Something is up. I'm having problems now

Bill Adams20:07:28

I'm trying something locally in the otel collector config.

Bill Adams20:07:47

I fixed it I think.

Bill Adams20:07:19

"Fixed" is a stretch of course 😉 its publishing metrics to grafana now.

steffan20:07:59

I think some changes have crept into the Collector. I'm analysing it now.

👍 1
Bill Adams20:07:11

in the meantime - that extra line in the otel-collector config fixed cube-app.

steffan21:07:17

Thanks! I've also discovered changes in Jaeger, so I've several updates to make.

👍 1
Bill Adams21:07:43

want me to put up a PR on the otel-collector config(s) change?

steffan21:07:31

I'd like to investigate further as there are several issues at play.
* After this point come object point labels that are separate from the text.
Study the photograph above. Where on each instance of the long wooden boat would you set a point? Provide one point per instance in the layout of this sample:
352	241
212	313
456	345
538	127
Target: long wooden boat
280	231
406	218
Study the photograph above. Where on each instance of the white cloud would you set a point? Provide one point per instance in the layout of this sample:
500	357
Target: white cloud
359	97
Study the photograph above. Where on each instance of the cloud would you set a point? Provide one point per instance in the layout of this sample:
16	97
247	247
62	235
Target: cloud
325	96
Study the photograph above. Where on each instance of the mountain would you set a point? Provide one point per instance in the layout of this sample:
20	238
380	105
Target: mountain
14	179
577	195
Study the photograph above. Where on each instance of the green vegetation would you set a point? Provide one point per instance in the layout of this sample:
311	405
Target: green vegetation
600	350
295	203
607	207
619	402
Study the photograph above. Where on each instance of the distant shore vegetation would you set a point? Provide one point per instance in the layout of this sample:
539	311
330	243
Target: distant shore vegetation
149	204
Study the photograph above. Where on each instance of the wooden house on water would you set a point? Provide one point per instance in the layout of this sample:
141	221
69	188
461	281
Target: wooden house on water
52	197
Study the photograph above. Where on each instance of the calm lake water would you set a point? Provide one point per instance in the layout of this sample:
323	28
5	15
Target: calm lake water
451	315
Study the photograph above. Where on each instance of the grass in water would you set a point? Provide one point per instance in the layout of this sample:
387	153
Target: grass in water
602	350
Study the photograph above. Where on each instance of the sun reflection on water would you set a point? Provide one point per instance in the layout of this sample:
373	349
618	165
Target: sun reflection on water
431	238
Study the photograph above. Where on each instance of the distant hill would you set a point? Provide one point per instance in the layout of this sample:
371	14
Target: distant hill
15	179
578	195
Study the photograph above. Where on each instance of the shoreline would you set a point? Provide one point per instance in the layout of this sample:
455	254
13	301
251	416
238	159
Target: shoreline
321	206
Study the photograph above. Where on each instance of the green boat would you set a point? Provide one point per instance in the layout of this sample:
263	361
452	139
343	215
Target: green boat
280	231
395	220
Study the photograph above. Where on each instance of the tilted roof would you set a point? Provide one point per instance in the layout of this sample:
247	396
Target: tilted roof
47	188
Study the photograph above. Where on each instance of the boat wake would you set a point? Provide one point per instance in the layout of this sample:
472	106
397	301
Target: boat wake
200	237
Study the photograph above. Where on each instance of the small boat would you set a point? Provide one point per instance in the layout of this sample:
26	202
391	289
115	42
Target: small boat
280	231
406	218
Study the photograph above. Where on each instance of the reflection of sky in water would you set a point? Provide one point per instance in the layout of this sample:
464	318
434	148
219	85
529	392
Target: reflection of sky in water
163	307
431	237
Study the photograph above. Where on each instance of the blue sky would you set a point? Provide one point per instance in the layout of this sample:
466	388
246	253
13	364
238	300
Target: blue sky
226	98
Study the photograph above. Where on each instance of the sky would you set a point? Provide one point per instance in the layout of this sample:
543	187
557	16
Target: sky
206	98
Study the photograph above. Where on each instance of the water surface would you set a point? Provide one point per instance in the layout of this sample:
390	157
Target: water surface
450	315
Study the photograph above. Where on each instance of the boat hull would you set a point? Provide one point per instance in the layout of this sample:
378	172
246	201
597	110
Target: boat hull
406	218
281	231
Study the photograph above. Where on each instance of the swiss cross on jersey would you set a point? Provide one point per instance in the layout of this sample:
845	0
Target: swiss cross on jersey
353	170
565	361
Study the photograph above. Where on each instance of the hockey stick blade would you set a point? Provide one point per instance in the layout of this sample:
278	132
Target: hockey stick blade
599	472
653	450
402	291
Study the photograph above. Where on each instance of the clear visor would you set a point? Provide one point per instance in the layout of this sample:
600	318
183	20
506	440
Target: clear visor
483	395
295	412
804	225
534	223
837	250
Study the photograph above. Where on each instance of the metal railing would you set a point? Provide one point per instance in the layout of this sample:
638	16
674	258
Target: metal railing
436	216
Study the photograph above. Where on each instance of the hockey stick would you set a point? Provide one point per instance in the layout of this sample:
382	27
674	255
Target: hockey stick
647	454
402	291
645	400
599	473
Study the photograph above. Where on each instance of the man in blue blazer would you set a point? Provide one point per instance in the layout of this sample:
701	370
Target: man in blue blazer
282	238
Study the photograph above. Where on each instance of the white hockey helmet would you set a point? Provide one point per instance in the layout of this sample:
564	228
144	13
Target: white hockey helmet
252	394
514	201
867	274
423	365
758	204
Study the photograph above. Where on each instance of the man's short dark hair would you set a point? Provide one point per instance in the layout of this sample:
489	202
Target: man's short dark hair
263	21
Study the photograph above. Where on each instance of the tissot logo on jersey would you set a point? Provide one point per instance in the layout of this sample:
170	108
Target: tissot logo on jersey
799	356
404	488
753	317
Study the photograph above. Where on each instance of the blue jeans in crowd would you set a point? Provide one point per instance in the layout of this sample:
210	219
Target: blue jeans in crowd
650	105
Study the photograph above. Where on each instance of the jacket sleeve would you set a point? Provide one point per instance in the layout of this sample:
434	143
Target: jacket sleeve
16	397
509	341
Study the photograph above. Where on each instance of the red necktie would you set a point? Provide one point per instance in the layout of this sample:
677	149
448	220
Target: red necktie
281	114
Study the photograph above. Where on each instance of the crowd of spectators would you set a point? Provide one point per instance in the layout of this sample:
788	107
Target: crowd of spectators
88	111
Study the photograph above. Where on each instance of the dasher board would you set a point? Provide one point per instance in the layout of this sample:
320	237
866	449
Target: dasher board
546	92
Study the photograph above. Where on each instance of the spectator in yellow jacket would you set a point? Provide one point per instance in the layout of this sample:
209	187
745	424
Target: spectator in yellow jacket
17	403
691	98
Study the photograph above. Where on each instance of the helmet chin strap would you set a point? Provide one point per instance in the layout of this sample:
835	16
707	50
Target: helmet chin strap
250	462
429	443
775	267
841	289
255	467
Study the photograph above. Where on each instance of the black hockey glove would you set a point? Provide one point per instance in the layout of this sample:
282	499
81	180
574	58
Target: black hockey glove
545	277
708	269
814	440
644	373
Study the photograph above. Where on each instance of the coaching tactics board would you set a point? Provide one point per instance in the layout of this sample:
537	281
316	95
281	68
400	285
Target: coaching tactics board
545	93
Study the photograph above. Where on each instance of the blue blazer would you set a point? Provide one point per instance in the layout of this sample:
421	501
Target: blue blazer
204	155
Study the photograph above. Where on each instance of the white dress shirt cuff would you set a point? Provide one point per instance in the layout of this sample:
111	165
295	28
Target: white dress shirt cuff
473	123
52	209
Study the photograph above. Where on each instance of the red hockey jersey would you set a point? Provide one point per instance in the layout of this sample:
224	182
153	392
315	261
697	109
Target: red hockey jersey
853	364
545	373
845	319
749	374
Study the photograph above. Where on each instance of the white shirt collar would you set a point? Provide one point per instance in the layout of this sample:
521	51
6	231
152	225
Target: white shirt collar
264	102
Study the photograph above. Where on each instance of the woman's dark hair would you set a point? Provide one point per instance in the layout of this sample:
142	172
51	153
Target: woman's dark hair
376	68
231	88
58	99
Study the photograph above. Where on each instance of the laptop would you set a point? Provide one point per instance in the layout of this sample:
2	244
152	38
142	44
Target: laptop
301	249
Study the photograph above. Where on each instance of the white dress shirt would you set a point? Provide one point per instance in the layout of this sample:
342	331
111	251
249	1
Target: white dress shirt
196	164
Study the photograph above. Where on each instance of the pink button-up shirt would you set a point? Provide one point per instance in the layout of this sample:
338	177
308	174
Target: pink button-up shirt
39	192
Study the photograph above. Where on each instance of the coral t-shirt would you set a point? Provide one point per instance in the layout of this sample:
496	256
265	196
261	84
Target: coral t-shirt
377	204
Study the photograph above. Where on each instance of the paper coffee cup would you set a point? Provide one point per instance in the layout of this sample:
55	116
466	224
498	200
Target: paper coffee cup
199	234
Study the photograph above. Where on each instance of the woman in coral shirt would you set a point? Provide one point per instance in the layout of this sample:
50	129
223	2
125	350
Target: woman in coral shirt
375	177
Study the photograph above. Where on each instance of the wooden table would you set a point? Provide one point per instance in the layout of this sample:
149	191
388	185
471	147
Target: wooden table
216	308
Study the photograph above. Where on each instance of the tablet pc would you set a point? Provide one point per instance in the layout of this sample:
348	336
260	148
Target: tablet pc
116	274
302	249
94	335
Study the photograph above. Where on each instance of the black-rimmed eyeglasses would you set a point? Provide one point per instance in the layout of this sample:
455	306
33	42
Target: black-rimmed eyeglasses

I've just discovered that the latest Jaeger build breaks things, but the most recent tagged build works.

👍 1
Bill Adams21:07:50

sure thing np.

steffan21:07:51

Thanks for the offer though

👍 1
Bill Adams21:07:37

I've got 0.2.7 in our staging env - testing it out now.

Bill Adams21:07:00

got to use the synchronous gauge - that was a win.

Bill Adams21:07:26

and the new histogram bucket advice (without having to override it with a hack)

steffan23:07:23

The Collector (and contrib Collector) had a breaking change introduced yesterday, where the OTLP receiver by default uses localhost instead of 0.0.0.0. https://github.com/open-telemetry/opentelemetry-collector/releases/tag/v0.104.0 Many thanks for finding the fix! 🙇:skin-tone-3:

steffan23:07:01

I've pushed your fix, along with a fix for the broken Jaeger image. You should be fine using clj-otel 0.2.7, as those fixes address just the examples and not clj-otel modules.

🙌 1
Bill Adams16:07:50

@U2C6SPLDS you are very welcome! Thank you for taking the time to 'plod' through this with me. Cheers!